President Trump will deliver an inclusive call to address all forms of religious persecution and anti-Semitism at the United Nations next week. He will be hosting and speaking at the Global Call to Protect Religious Freedom event next Monday. Vice President Mike Pence will also be there.
White House Press Secretary Stephanie Grisham says, "The President will call on the international community to take concrete steps to prevent attacks against people on the basis of their religion or beliefs and to ensure the sanctity of houses of worship and all public spaces for all faiths."
Since he became president, Trump has held multiple events where he has personally highlighted the plight of religious persecution victims. Just a few months ago, he spent over an hour listening to stories from survivors in the Oval Office.
"Each of you has suffered tremendously for your faith," the president said to them back in July. "You've endured harassment, threats, attacks, trials, imprisonment, and torture. I got to know many of you and helped you get some — get some of you out of the difficult situation that you were in. I'm very proud of you in the way you've reacted to a different life. It is a tremendous thing."
President Trump has made protecting religious freedom a major priority in his administration. He said he would do so during the 2016 presidential campaign and has taken plenty of steps to make good on that promise. One of his Executive Orders relaxes IRS enforcement on churches that engage in political speech and activities.
In addition, for the last two years, the State Department hosted the groundbreaking Ministerial to Advance Religious Freedom that brought in religious leaders around the world in an attempt to look for ways to combat religious persecution and discrimination around the world.
President Trump has also focused heavily on religious freedom during the National Day of Prayer events at the White House.
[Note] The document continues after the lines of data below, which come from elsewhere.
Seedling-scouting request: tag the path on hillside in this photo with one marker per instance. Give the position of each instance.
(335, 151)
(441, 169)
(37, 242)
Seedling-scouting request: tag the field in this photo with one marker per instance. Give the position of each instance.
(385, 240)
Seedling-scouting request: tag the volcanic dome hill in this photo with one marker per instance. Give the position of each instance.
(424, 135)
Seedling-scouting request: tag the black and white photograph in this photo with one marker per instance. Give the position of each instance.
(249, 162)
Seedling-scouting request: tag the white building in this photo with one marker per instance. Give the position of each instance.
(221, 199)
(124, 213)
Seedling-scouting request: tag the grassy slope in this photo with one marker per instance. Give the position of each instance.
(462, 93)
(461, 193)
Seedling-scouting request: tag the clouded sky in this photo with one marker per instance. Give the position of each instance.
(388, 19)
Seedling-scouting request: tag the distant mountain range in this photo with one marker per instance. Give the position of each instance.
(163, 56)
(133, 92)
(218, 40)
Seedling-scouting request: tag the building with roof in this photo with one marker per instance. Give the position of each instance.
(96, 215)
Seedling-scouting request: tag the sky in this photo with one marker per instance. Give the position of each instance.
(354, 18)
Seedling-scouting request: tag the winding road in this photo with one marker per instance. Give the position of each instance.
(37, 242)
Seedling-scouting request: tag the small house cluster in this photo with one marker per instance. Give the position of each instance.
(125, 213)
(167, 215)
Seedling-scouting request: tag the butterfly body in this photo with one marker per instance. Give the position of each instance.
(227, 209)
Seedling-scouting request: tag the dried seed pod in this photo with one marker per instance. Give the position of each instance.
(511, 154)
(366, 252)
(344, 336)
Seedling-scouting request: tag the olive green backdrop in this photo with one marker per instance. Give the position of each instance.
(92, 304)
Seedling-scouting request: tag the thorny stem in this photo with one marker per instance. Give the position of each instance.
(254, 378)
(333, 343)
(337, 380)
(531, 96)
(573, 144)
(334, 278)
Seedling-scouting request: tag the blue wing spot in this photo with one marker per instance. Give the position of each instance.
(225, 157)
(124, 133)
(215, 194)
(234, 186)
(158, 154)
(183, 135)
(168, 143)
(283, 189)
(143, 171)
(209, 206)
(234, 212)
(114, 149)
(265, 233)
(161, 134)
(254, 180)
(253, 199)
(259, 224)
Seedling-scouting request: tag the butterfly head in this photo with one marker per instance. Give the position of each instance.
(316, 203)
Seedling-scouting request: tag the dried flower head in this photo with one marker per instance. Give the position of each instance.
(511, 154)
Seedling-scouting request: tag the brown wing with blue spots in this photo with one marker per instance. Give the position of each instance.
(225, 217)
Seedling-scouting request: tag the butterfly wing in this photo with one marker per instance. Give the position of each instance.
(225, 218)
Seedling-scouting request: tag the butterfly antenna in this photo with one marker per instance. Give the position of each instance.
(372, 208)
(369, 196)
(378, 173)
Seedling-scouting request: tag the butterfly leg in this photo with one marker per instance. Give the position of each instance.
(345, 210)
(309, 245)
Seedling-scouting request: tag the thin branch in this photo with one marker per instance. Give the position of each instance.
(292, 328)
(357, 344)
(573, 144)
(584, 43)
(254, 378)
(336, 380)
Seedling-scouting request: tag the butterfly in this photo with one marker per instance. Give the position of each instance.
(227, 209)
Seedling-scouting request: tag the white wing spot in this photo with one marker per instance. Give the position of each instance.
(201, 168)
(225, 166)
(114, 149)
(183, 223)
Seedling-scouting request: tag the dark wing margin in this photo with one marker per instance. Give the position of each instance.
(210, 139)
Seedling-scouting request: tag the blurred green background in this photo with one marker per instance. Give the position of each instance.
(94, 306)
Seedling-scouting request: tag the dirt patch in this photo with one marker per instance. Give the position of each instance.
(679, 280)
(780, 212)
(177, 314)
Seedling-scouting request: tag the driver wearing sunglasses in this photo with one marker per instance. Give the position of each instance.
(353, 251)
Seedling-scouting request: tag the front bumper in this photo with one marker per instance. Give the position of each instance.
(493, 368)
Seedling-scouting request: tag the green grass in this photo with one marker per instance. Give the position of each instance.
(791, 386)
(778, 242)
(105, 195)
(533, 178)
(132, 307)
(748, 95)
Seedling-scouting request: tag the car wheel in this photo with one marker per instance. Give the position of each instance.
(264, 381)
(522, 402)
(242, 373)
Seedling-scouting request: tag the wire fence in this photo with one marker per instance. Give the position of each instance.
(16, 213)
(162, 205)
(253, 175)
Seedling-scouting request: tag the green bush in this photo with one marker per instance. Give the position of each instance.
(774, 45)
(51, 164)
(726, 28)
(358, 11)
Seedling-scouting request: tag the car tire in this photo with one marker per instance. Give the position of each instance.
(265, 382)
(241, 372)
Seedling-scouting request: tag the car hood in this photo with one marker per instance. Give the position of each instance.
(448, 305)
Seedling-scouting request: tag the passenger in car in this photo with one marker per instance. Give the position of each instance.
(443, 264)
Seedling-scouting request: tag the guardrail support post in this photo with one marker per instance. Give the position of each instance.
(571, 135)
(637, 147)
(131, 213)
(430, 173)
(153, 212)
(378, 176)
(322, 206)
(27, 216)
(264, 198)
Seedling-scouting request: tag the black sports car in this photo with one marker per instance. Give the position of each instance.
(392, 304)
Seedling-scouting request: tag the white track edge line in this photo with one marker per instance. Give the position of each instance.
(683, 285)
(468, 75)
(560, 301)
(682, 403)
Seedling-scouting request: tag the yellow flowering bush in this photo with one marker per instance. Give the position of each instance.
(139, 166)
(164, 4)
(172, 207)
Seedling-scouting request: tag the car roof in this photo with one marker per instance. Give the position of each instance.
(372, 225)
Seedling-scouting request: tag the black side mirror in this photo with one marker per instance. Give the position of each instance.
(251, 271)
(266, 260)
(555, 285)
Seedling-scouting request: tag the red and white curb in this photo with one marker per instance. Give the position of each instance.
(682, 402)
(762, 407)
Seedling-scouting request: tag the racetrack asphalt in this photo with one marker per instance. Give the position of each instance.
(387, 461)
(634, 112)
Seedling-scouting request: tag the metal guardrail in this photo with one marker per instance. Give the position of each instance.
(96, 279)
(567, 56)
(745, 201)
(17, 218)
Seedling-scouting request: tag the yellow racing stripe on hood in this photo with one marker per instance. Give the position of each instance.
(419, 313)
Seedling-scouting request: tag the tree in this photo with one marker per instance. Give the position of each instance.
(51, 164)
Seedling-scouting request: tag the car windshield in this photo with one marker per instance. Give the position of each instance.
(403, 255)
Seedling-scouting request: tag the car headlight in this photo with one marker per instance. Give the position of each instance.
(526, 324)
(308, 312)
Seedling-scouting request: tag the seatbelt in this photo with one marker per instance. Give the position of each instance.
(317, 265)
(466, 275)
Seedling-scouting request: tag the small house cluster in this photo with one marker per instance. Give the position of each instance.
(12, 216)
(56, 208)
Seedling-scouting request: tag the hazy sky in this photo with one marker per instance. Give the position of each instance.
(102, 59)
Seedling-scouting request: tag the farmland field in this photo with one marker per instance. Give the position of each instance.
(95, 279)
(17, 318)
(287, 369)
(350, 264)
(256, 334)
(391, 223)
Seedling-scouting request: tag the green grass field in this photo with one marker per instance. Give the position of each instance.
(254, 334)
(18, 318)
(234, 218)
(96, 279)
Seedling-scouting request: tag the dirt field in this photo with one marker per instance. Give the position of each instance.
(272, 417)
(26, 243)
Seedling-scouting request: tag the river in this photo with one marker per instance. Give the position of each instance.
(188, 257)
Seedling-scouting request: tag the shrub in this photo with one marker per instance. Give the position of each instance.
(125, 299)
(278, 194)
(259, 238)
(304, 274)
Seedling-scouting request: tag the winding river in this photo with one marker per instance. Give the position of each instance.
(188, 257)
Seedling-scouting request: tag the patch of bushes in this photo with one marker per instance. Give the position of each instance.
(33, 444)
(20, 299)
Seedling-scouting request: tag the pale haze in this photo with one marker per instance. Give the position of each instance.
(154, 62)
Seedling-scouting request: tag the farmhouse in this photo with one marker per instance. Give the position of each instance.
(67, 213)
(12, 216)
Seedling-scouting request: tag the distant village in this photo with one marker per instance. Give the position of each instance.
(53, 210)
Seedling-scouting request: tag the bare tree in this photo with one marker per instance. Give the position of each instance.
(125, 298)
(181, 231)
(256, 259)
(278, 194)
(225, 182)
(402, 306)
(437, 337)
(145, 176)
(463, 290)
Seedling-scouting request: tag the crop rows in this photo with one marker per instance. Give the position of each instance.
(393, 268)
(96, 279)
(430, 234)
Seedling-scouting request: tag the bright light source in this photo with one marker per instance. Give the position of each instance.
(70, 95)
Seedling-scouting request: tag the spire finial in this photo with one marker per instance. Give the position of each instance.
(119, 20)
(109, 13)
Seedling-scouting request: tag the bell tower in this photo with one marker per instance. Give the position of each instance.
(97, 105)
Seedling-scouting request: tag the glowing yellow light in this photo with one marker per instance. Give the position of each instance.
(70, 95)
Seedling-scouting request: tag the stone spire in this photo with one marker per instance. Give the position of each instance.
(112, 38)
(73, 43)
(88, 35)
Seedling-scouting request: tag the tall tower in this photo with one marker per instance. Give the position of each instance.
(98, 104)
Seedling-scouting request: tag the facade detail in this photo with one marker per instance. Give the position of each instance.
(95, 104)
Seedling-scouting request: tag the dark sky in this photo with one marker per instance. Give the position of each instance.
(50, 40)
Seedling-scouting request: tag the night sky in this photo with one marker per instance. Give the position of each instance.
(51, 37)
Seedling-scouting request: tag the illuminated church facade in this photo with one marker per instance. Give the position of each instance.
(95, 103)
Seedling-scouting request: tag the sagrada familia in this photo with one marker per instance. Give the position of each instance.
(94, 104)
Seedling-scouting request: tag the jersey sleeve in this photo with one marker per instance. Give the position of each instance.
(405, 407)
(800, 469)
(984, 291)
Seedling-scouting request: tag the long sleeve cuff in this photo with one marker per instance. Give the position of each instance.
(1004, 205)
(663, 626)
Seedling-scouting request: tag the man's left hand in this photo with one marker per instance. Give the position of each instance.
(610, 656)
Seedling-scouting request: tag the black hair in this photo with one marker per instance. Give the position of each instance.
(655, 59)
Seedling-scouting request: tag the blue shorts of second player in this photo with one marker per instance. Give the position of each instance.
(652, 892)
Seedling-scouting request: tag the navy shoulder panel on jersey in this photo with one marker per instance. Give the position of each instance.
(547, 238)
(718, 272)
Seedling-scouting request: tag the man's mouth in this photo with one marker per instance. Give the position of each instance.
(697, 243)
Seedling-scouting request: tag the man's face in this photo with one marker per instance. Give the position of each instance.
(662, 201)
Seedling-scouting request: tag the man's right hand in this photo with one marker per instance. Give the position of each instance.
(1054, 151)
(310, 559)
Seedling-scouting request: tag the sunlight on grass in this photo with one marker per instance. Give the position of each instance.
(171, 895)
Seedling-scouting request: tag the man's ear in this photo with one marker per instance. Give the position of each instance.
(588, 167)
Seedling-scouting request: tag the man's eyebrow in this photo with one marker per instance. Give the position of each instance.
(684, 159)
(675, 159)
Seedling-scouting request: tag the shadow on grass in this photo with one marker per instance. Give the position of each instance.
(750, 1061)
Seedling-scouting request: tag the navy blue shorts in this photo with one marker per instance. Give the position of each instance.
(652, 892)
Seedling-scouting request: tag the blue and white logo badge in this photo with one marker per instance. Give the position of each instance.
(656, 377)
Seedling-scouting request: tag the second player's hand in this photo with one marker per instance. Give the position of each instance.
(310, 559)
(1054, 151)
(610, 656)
Rose Garden ceremonies have been filled with individuals and groups who have been targeted in lawsuits for standing up for their faith. Some have been targets of violence because of their faith. This past May, he brought Rabbi Yisroel Goldstein up to the presidential podium. He was one of the victims of a weekend gun rampage at a synagogue in Poway, California. After his remarks, Trump made him a promise.
"We will fight with all of our strength and everything that we have in our bodies to defeat anti-Semitism, to end the attacks on the Jewish people, and to conquer all forms of persecution, intolerance, and hate…Every citizen has the absolute right to live according to the teachings of their faith and the convictions of their heart," the president said. "This is the bedrock of American life."